SELECT id FROM tab WHERE ts_idx_col @@ to_tsquery('history&lesson')
AND text_col ~* '.*history\\s+lesson.*';

The full-text index will still be used, and the regex will be used to
prune the results afterwards.

Notes about dictionaries

Short notice about using dictionaries with tsearch2.

The purpose of any dictionaries in search engines is to help people to search words not bothering about different forms (declension, inflexion,…) Dictionaries could be used to process query as well as in the indexing. You may store original form of a word and/or it's stem. Most complete index stores both variants and could provide exact search, but at index's size cost. Historically, since tsearch2 was based on gist storage, which is quite sensitive to the number of unique words, so we store only stems. This might be changed in future, since now we could use inverted index with tsearch2.

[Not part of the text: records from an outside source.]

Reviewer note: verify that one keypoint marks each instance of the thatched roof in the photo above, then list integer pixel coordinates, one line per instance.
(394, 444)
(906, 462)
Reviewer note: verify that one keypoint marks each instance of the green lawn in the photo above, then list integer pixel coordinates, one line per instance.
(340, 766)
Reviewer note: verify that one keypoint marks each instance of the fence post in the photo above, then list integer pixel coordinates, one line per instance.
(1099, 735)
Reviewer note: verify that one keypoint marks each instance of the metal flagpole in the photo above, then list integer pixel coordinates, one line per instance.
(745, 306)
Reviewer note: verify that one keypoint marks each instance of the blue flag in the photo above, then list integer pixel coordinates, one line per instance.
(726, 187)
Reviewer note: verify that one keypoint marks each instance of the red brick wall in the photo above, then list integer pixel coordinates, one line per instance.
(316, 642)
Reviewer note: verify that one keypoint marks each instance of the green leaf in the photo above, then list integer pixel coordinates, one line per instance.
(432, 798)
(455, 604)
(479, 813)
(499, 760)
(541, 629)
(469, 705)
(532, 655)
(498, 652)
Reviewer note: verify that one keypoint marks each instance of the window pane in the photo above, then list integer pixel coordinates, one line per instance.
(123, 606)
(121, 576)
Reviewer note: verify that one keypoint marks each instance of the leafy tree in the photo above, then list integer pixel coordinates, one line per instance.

ISpell dictionary is a (open-source) way to find word's stem(s), their quality is very different for different languages. We use russian ispell dictionary and found it rather useful. Of course, since real language is much complex than ispell rules, there are errors, which produce "noise" in search results. Ispell dictionary could return several normal forms for one word, for example, booking has two infinitives - booking and book.

Ispell dictionary support many ways of word building, but are difficult to build and support. That's why various stemming algorithms become popular, read http://snowball.tartarus.org/texts/introduction.html for good introduction We chose snowball stemmer since it's open-source and written/supported by well-known Martin Porter.

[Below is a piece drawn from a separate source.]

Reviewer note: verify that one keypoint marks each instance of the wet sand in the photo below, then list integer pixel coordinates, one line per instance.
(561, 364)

For each lexeme class there is a configurable dictionary queue (in pg_ts_cfgmap). Lexeme passes through this queue until it recognized by some dictionary (currently, there is no possibility to recognize lexeme and pass it to the next dictionary). It's tenable to begin from very specific dictionary (topic related, synonym), and finish queue with most common dictionary like 'simple' or 'stemmer', which recognize everything :)

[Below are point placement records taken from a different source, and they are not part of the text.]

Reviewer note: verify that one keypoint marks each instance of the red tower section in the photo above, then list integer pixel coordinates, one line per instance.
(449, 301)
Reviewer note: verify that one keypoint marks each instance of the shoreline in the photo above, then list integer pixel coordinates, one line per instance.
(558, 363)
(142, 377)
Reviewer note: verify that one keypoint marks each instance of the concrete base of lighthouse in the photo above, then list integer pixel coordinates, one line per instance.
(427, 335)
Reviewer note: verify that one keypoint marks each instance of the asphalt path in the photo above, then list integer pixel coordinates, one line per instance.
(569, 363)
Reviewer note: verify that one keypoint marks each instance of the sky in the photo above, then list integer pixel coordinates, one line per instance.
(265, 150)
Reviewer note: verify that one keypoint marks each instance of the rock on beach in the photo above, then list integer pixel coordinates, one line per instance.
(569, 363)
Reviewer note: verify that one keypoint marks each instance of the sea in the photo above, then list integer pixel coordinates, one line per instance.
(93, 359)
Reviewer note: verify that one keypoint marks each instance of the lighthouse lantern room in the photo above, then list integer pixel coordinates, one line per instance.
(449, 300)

Specific configuration is very depends on the language, availability of good dictionaries and the goals of search engine. Snowball stemmer works good for english language, since word formation is mostly suffix-oriented (I might be wrong here !), so having not good ispell dictionary, one could use just snowball stemmer. On the other side, for russian language we have good ispell dictionary, which is actively developed and supported, and russian word building is quite complex, so we definitely recommend to use ispell dictionary before snowball stemmer.

It's quite difficult to index mix of several languages which share common characters, since there is no possibility to recognize language. I'd definitely warn you against using stemmer except at the very end of queue, since it recognizes everything and no dictionaries after it will be utilized. Hopefully, any useful text shoud have only one main language. If, for example, the main language is French and second one - English, I'd use French Ispell, English Ispell, French stemmer.